Subsoils, but not toeslopes, store millennia-old PyC in a gently sloping catchment under temperate climate after centuries of fire suppression
Abstract. Pyrogenic carbon (PyC) is the carbonaceous solid residue of incomplete combustion of biomass. It is a continuum of condensed and aromatic molecules. PyC persists for longer in soils relative to non-PyC organic carbon. However, residence time varies depending on the method used to estimate it. The time and spatial scales investigated are not always adapted to the long-residence time and vertical and lateral mobility of PyC in the soil profile and the landscape.
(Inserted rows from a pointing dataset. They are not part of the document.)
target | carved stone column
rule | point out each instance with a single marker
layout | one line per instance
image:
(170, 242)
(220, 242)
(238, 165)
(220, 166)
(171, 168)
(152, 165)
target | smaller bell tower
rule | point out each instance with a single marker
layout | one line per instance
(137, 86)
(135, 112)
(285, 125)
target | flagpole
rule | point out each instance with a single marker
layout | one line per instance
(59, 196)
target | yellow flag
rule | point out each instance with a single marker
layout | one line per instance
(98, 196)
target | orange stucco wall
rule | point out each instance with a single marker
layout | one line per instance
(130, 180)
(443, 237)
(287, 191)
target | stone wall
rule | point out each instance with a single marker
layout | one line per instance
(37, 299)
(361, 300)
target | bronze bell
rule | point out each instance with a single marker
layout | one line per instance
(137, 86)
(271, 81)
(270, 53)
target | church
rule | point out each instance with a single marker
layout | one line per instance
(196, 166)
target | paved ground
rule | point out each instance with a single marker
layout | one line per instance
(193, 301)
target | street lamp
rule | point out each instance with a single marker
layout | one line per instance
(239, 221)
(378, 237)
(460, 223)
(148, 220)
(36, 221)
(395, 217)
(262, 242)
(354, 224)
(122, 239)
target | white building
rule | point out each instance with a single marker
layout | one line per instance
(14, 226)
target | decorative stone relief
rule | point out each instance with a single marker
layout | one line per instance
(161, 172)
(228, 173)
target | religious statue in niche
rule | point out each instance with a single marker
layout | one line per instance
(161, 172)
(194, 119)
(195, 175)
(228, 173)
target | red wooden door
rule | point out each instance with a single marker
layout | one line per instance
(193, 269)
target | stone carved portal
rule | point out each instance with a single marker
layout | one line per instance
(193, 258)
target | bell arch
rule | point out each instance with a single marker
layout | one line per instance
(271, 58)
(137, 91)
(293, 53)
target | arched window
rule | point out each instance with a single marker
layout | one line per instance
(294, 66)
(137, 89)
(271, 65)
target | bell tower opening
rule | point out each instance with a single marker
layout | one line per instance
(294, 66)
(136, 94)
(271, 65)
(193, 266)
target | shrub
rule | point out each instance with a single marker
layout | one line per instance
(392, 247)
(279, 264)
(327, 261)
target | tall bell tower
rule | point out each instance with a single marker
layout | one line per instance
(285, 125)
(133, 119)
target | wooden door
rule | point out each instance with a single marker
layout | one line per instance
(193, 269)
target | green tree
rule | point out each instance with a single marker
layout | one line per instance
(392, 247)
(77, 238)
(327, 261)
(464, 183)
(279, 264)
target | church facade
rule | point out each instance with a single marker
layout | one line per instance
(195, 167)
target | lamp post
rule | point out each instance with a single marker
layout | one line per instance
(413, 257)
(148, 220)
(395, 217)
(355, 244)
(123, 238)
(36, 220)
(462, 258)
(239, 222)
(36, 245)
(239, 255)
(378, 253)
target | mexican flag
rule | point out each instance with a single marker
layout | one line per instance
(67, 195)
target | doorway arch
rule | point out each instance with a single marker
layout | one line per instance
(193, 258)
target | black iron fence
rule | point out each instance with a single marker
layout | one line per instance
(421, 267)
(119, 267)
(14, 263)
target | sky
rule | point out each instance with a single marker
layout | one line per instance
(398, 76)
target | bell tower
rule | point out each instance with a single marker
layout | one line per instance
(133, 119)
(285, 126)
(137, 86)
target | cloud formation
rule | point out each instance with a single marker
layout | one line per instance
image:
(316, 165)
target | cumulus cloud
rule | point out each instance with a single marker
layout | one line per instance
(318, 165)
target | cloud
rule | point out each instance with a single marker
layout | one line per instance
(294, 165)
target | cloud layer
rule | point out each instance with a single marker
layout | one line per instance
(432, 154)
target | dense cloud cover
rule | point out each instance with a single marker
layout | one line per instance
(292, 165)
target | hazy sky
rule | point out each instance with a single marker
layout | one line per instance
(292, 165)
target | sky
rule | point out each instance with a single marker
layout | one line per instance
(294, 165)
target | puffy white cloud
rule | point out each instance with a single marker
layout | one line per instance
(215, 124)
In addition, agricultural land-use and shallow slopes are under-represented in the PyC literature.
We measured the concentrations and stocks of PyC down to 60 cm along three toposequences in a small agricultural catchment with shallow slopes and homogeneous soil parent material in the west of France. We used two methods (chemo-thermal oxidation – CTO and hydropyrolysis – HyPy) of PyC quantification that cover the intermediate to highly condensed part of the PyC continuum, and also measured the radiocarbon values in both total SOC and the PyC fraction. There was no or little PyC inputs to the catchment in the last 150 years which gave us access to the resultant, long term PyC distribution in the landscape. In particular, we aimed to investigate whether the vertical and horizontal distribution of PyC were similar or differed from SOC and whether they were affected by the gradient of soil evolution along the slope.
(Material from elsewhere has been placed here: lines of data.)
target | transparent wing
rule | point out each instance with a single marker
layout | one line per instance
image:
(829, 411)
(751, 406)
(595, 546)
Topographic position was not the main driver of PyC stocks in this landscape. The stock of PyCCTO averaged 2.5±0.22 t ha-1 across topographic positions and was only slightly larger in a Solimovic Cambisol at the toeslope (3.3±0.26 t ha−1), likely formed following changes in erosion dynamics with land-use. Contrary to previous reports, erosion redistributed already aged PyC without enrichment or depletion. Future studies should assess whether erosion modalities and age and quality of PyC affect its fate during erosion events. PyCHyPy concentrations in the topsoil decreased from upslope (median = 1.6, IQR = 0.22 gC kg−1 soil) to downslope positions (median = 1.10, IQR = 0.40 gC kg−1 soil), which we attribute to PyCHyPy dissolution following the destabilization of mineral associations with iron oxides in the water-table affected portion of the transects. The subsoil (30–60 cm) represented between 37 and 51 % of the PyCCTO stock. PyCHyPy proportion in SOC increased with depth and reached an average of 11±3.3 % at 50–60 cm depth. PyCHyPy had an uncalibrated radiocarbon age of 2520 to 9600 years BP at this depth, significantly older than bulk SOC at the same depth and than PyCHyPy at 0–10 cm. These results confirm the long persistence of PyC in soils and point to a slow advection of PyC towards the soil depth under the pedoclimatic conditions of our study area. Identifying the proportion of PyC produced which is quickly transported away from the watershed and that which remains and is stabilized in soils for millennia after a fire is an important knowledge gap that still needs to be investigated to close the terrestrial PyC budget.